Safaga étant située au bord de
la Mer Rouge, Mr Ch. dut prendre le train pour se rendre au chevet
du malade. Il put voir le patient qui n’était autre qu’un jeune
soldat de la Brigade et ainsi rassurer ses parents : « Fils malade
malaria. En bonne voie de guérison ».
Inutile de dire combien sa
réponse fut appréciée par la famille du jeune homme.
Les Ch. vivaient alors assez
éloignés de la réalité politique et des événements dramatiques qui
se déroulaient dans le monde et, lorsqu’en juillet 1942, les
membres de la Brigade leur conseillèrent de se tenir prêts (avec
une unique valise pour toute la famille), à un éventuel départ par
la Mer Rouge vers une colonie anglaise de l’Océan Indien, quel ne
fut pas leur étonnement de découvrir qu’ils couraient un grand
danger : les troupes de Rommel venaient d’atteindre El Alamein.
Les mois passèrent… Un jour,
un soldat informa Mr Ch. de la visite prochaine d’une personnalité
importante en ajoutant que la famille Ch. était cordialement
invitée à la cérémonie qui se déroulerait au camp installé dans le
désert. Cela se passait pendant la semaine de Hanouccah.

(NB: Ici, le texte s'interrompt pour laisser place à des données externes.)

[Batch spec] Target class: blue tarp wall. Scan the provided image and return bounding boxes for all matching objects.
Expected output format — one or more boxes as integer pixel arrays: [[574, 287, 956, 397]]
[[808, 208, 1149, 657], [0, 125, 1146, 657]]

Mr Ch. se rendit donc à la
fête avec trois de ses enfants (les plus âgés). On le présenta à
la « personnalité » comme étant le chef de la famille accueillant
si chaleureusement les soldats de la brigade. Remerciements,
poignées de mains… et l’important personnage manifesta le désir
d’exprimer personnellement sa reconnaissance à Mme Ch. et promit,
pour se faire, de se rendre lui-même au domicile de la famille.
Le lendemain, une voiture
s’arrêta devant la maison des Ch. Branle-bas de combat : le
village ne comptant que deux automobiles, celle du médecin et
celle du « moudir » (sorte de préfet ?), cette troisième voiture,
inconnue, intrigua tout le voisinage…
La visite fut cordiale et,
avant de se retirer, l’honorable visiteur tendit une carte de
visite à la maîtresse des lieux en précisant : « Si vous avez
besoin de quoi que ce soit, je suis à votre disposition, n’hésitez
pas… On ne sait jamais… »
Remerciements, salutations,
départ. C’est alors que Mme Ch. porta son regard sur la carte de
visite qui indiquait :
Moshé
Shertok
Président de l’Agence Juive
Internationale.
Moshé Shertok, devenu plus
tard Moshé Sharett, Ministre des Affaires Etrangères d’Israël dans
le premier gouvernement de Ben Gourion.
Cela se passait en 1943.
A la mort de Mr Ch., la
famille quitta la Haute Egypte en 1944 pour s’installer au Caire.